Judith Snepvangers van TNO: “Niet eerder maakten we zo’n gedetailleerd model van zo’n groot gebied. Van ieder perceel weten we of er wateroverlast is te verwachten, zelfs voor die ene natte plek in het midden.” Voorheen gebruikte ieder waterschap zijn eigen model. Dat bleek lastig, want als twee partijen het niet eens konden worden over het juiste waterpeil, dan kregen de modellen de schuld. Aan de beleidstafel leverde dat technische discussies op over de gebruikte gegevens en formules, zo weet Snepvangers uit ervaring. Al wilde het overdoen van enkele grondwatersommen nog wel eens soelaas bieden, het kostte erg veel tijd. Vertraging van de besluitvorming met een half tot driekwart jaar was volgens Van Veen geen uitzondering.

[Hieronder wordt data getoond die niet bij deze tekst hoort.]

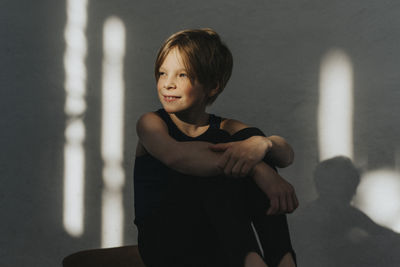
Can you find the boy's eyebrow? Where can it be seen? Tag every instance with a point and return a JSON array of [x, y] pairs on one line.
[[182, 69]]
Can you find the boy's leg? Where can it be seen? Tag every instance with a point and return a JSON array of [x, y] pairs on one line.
[[224, 205], [272, 230]]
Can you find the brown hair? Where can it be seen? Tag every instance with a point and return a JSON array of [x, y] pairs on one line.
[[206, 58]]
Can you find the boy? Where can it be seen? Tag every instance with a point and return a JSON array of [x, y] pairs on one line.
[[180, 176]]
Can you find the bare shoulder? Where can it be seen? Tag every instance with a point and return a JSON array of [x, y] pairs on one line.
[[149, 120], [148, 124], [232, 126]]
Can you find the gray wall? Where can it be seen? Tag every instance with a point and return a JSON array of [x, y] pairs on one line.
[[277, 48]]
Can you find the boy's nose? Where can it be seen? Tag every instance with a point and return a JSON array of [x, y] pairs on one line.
[[170, 84]]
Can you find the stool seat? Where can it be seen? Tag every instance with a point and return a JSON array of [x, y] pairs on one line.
[[126, 256]]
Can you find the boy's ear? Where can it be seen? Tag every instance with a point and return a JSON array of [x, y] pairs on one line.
[[213, 91]]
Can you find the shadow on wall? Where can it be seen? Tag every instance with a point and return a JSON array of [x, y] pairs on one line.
[[331, 232]]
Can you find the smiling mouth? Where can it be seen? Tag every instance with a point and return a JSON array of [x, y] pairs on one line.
[[171, 98]]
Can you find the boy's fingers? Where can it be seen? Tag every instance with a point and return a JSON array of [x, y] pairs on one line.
[[223, 161], [296, 201], [236, 170], [282, 203], [229, 165], [291, 203]]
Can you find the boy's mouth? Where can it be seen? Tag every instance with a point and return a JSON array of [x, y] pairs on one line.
[[170, 98]]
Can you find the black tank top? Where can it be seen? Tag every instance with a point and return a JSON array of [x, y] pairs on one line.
[[152, 179]]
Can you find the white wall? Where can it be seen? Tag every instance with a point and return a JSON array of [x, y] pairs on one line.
[[277, 46]]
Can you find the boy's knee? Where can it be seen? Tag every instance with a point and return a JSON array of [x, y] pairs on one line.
[[253, 259]]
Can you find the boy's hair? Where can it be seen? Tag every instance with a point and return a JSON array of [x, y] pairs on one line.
[[206, 58]]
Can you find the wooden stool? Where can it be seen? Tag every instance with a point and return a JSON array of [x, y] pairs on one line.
[[127, 256]]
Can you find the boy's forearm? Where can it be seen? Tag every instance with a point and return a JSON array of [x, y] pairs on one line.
[[281, 153]]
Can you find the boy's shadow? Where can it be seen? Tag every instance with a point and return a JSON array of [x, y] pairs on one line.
[[331, 232]]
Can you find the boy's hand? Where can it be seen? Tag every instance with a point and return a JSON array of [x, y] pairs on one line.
[[240, 157], [281, 194]]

TNO loste dat probleem op door voor talrijke beleidsscenario’s alvast de grondwaterstand te berekenen, nog voor iemand er om vroeg. Wat gebeurt er als we het waterpeil in de Drentse beken verhogen? En wat als we een grondwateronttrekking plaatsen of de drainage uitzetten? De antwoorden zijn al bekend en liggen geduldig in een database te wachten totdat een waterschap of provincie er gebruik van wil maken. De kans dat er dan nog discussie over ontstaat tussen beleidsmedewerkers, is niet zo groot. Bij de ontwikkeling van het gezamenlijke grondwatermodel van Noord-Nederland waren alle overheden namelijk zelf betrokken. Zo intensief, aldus projectleider Bennie Minnema, dat ze zich ‘geestelijk eigenaar’ mogen noemen. Niet eerder maakte hij mee dat ambtenaren zelf inhoudelijk meebeslissen tijdens de bouw van het model, in plaats van alleen de grondwaterspecialisten. “Een gouden formule,” noemt hij dat achteraf, “want omdat we nu allemaal hetzelfde model gebruiken, behoren discussies over ons rekenwerk nu definitief tot het verleden.”

 

Nu het grondwatermodel is opgeleverd gaat Rinke van Veen er snel mee aan de slag. Hij is erg benieuwd wat er langs de Drentse Aa gebeurt als hij het waterpeil van de beek een halve meter verhoogt om hem opnieuw te laten meanderen. Worden de landbouwpercelen te nat om te blijven boeren, zodat de provincie ze moet aankopen? Of kan hij een grondwaterwaterpeil vinden waarbij landbouw en natuur naast elkaar kunnen gedijen? Van Veen: “In één dag kan ik daar nu achter komen”. Maar hij is straks bij lange na niet de enige beleidsmedewerker die zelf achter de knoppen zit, aldus Minnema: “Als we straks klaar zijn met Twente, Gelderland en Limburg hebben we voor heel Oost-Nederland een grondwatermodel.”